Sam spent the next four years developing a working pair of pinking shears, a task that made him neglect his own printing business and put him $75,000 in debt. When he wanted to quit, his wife wouldn't let him. He finally developed a pair of shears that would work, but he couldn't explain how he did it. But he brought them to J. Wiss & Sons of Newark, N.J., the largest cutlery manufacturers in the world. They rejected them because they could not be produced in volume, and hence the price would be too high.

FOUR YEARS LATER, when Sam was making them himself, Wiss gave him a lifetime contract. Wiss makes the pinking shears, and gives Sam a straight royalty on every pair they sell. He retained the foreign market.

"We've sold our 20,000,000th pair, "says Sam, 59, a gentle, generous, white-haired man. "They're sold all over the world."

Sam, who was raised in a slum, has grown wealthy beyond his dreams. His middle name is Esther, after his mother, to perpetuate her memory -- an index of his character. As a boy, before and after school, Sam helped deliver orders from the butcher shop of his father, an immigrant who settled on the East Side. At 12 Sam had to quit school, went to work for $3 a week, a full 60-hour week, as a press feeder. He became a printer, and when he got married he went into business for himself.

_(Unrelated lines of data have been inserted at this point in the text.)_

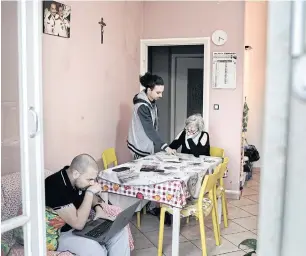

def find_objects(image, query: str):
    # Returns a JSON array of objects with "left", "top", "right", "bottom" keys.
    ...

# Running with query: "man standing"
[{"left": 45, "top": 154, "right": 130, "bottom": 256}]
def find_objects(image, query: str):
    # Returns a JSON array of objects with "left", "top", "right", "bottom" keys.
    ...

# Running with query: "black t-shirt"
[{"left": 45, "top": 166, "right": 85, "bottom": 232}]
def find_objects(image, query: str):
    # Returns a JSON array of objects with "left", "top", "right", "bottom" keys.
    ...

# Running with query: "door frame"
[
  {"left": 1, "top": 0, "right": 46, "bottom": 256},
  {"left": 140, "top": 37, "right": 211, "bottom": 132},
  {"left": 170, "top": 54, "right": 205, "bottom": 139}
]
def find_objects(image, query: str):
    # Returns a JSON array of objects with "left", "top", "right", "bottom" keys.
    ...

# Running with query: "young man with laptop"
[{"left": 45, "top": 154, "right": 139, "bottom": 256}]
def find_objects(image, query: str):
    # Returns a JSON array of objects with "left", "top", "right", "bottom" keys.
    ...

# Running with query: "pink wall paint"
[
  {"left": 2, "top": 1, "right": 244, "bottom": 194},
  {"left": 43, "top": 1, "right": 143, "bottom": 170},
  {"left": 1, "top": 1, "right": 20, "bottom": 175},
  {"left": 143, "top": 1, "right": 245, "bottom": 191},
  {"left": 244, "top": 2, "right": 267, "bottom": 167}
]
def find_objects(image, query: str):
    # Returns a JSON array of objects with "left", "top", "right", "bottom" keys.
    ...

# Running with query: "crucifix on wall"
[{"left": 99, "top": 18, "right": 106, "bottom": 44}]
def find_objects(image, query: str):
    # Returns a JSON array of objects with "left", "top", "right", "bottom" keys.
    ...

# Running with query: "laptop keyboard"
[{"left": 85, "top": 220, "right": 113, "bottom": 238}]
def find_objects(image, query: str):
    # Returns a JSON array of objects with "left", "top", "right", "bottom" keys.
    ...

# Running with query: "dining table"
[{"left": 98, "top": 152, "right": 222, "bottom": 256}]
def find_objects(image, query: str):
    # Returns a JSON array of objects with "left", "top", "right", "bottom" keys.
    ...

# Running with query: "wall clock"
[{"left": 211, "top": 30, "right": 227, "bottom": 46}]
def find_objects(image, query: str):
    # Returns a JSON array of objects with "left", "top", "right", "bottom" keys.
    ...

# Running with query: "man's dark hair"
[{"left": 70, "top": 154, "right": 99, "bottom": 173}]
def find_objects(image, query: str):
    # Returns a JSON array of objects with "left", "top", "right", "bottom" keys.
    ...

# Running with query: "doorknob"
[{"left": 29, "top": 107, "right": 38, "bottom": 138}]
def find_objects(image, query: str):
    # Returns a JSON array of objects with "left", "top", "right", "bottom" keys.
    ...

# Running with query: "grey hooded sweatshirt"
[{"left": 127, "top": 91, "right": 168, "bottom": 157}]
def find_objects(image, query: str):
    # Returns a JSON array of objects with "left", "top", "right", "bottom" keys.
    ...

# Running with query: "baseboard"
[{"left": 225, "top": 190, "right": 241, "bottom": 200}]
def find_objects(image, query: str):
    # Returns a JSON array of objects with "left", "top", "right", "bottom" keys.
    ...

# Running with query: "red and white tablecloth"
[{"left": 99, "top": 154, "right": 222, "bottom": 208}]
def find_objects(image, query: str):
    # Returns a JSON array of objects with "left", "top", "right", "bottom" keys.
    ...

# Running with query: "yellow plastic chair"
[
  {"left": 216, "top": 157, "right": 229, "bottom": 228},
  {"left": 157, "top": 165, "right": 221, "bottom": 256},
  {"left": 210, "top": 147, "right": 224, "bottom": 158},
  {"left": 102, "top": 148, "right": 146, "bottom": 228}
]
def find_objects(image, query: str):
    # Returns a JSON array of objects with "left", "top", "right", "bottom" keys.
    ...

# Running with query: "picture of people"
[{"left": 43, "top": 1, "right": 71, "bottom": 38}]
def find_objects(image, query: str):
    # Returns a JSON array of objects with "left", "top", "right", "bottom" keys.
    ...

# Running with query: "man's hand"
[
  {"left": 165, "top": 147, "right": 176, "bottom": 155},
  {"left": 94, "top": 204, "right": 116, "bottom": 221}
]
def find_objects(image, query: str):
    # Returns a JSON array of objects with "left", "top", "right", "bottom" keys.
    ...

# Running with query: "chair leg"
[
  {"left": 222, "top": 194, "right": 228, "bottom": 228},
  {"left": 157, "top": 207, "right": 166, "bottom": 256},
  {"left": 212, "top": 204, "right": 221, "bottom": 246},
  {"left": 142, "top": 205, "right": 147, "bottom": 215},
  {"left": 198, "top": 212, "right": 207, "bottom": 256},
  {"left": 137, "top": 211, "right": 140, "bottom": 229}
]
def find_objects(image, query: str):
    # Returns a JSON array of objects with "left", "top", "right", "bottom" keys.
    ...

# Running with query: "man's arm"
[
  {"left": 56, "top": 190, "right": 94, "bottom": 230},
  {"left": 169, "top": 131, "right": 186, "bottom": 150}
]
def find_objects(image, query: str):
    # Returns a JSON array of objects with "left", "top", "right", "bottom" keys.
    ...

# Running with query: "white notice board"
[{"left": 212, "top": 52, "right": 237, "bottom": 89}]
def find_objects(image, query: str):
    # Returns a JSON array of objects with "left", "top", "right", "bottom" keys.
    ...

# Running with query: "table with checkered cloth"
[{"left": 99, "top": 153, "right": 222, "bottom": 208}]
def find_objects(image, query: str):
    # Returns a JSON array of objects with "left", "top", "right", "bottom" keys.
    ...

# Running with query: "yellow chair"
[
  {"left": 102, "top": 148, "right": 146, "bottom": 228},
  {"left": 157, "top": 165, "right": 221, "bottom": 256},
  {"left": 216, "top": 157, "right": 229, "bottom": 228},
  {"left": 210, "top": 147, "right": 224, "bottom": 158}
]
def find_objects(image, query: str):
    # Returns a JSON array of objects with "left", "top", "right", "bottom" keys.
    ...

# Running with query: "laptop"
[{"left": 73, "top": 201, "right": 140, "bottom": 244}]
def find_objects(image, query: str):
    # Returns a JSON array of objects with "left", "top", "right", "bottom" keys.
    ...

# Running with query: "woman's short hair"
[
  {"left": 185, "top": 114, "right": 205, "bottom": 132},
  {"left": 139, "top": 72, "right": 164, "bottom": 90}
]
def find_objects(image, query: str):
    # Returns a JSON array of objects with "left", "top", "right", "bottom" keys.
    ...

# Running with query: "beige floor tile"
[
  {"left": 245, "top": 195, "right": 259, "bottom": 203},
  {"left": 246, "top": 180, "right": 259, "bottom": 187},
  {"left": 248, "top": 185, "right": 260, "bottom": 194},
  {"left": 242, "top": 187, "right": 258, "bottom": 197},
  {"left": 191, "top": 238, "right": 239, "bottom": 256},
  {"left": 229, "top": 198, "right": 256, "bottom": 207},
  {"left": 203, "top": 220, "right": 248, "bottom": 235},
  {"left": 133, "top": 232, "right": 154, "bottom": 250},
  {"left": 252, "top": 173, "right": 260, "bottom": 182},
  {"left": 221, "top": 221, "right": 247, "bottom": 235},
  {"left": 181, "top": 221, "right": 214, "bottom": 241},
  {"left": 219, "top": 251, "right": 249, "bottom": 256},
  {"left": 227, "top": 202, "right": 254, "bottom": 220},
  {"left": 144, "top": 228, "right": 186, "bottom": 247},
  {"left": 240, "top": 204, "right": 259, "bottom": 216},
  {"left": 163, "top": 242, "right": 202, "bottom": 256},
  {"left": 130, "top": 223, "right": 140, "bottom": 234},
  {"left": 131, "top": 247, "right": 161, "bottom": 256},
  {"left": 233, "top": 216, "right": 257, "bottom": 230},
  {"left": 132, "top": 214, "right": 171, "bottom": 233},
  {"left": 223, "top": 231, "right": 257, "bottom": 250}
]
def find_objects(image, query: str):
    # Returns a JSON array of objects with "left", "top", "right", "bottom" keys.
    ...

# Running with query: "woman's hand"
[{"left": 165, "top": 147, "right": 176, "bottom": 155}]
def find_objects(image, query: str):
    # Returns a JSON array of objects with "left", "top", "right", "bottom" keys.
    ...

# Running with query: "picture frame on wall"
[{"left": 43, "top": 1, "right": 71, "bottom": 38}]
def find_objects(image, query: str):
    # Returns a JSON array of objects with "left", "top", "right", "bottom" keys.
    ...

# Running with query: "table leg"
[{"left": 172, "top": 208, "right": 181, "bottom": 256}]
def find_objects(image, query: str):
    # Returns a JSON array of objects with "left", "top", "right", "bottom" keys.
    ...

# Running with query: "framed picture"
[{"left": 43, "top": 1, "right": 71, "bottom": 38}]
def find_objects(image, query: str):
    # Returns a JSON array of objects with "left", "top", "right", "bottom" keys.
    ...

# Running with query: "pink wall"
[
  {"left": 244, "top": 1, "right": 267, "bottom": 166},
  {"left": 43, "top": 1, "right": 143, "bottom": 170},
  {"left": 143, "top": 1, "right": 244, "bottom": 190},
  {"left": 1, "top": 1, "right": 20, "bottom": 175}
]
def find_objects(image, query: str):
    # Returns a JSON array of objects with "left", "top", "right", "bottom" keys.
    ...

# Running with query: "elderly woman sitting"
[{"left": 169, "top": 114, "right": 210, "bottom": 157}]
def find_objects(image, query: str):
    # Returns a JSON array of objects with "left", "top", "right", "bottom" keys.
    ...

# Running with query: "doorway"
[
  {"left": 148, "top": 45, "right": 204, "bottom": 142},
  {"left": 140, "top": 38, "right": 210, "bottom": 146}
]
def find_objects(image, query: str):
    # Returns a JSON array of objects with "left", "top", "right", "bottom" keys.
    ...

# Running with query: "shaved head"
[{"left": 70, "top": 154, "right": 99, "bottom": 174}]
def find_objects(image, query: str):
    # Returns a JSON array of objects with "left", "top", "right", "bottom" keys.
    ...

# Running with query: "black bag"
[
  {"left": 243, "top": 162, "right": 252, "bottom": 172},
  {"left": 244, "top": 140, "right": 260, "bottom": 162}
]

"I made and sold sample cards, or swatches to textile people," Sam explains. "All swatches were pinked, but they had no shears until I made them.

HIS WIFE; his son, Arthur, 26, a Navy vet; his daughter, Eileen; and his four grandchildren are his business partners. He can never forget his origin, and is convinced success makes a man a debtor to his fellow men. Seven years ago he became an active worker for the N.Y. Cardiac Home, that remarkable institution begun by Albert J. McCosker, of Irish Catholic antecedents, and Harry Hershfield, of Jewish parents.

"It's a shining ideal," Sam says. "It's one of the happiest associations of my life. When a heart patient is discharged from a hospital he has no place to convalesce. We fill that need for those who cannot afford it."

Sam has been president of the N.Y. Cardiac Home for the past three years. Recently the home, then located at Hillburn, N.Y., was to be abandoned because the Thruway cut right across it. Sam persuaded his board members to buy a 25-acre site in Yonkers and set out to build a new $1,000,000 home.

"In less than 19 months the building was completed," says Sam, "and the first patients were admitted last October 11."

The building will be formally dedicated next Spring. And on December 3 the annual dinner for the N.Y. Cardiac home will be held at the Waldorf-Astoria with Harry Hershfield in his post as toastmaster, and City Council President Abe Stark as guest of honor.

THE HOME IS one of the many things to which Sam lends his heart and hand. During the war he saw 4,000 Navy recruits at a time herded on a receiving ship on Pier 92 before assignment. Sam spent $20,000 building a stage, and producing two shows a night for them seven nights a week.

"My wife and I kept at it for four years," he says, "The pier was practically our home."

He's always worked around the Mercer Street Police Precinct, so nine years ago he started the Summer habit of taking 1,000 neighborhood children on an all-day outing to an outlying park. Ten years ago he begun a yearly Precinct Christmas Party for 50 kids. Last year 1,500 came in for toys, food, candy.

"Real good toys," he says proudly. "Not junk. The best we can buy."

It's an all-day party. His grandchildren, and the children of the Mayor come down and line up with the other kids, too. Sam's theory is that the cop is the child's friend, and the businessman should be the child's friend too.

"I'd like to get other businessmen in other areas to do similar things," he says. "For the young there is no better investment in their future -- and ours."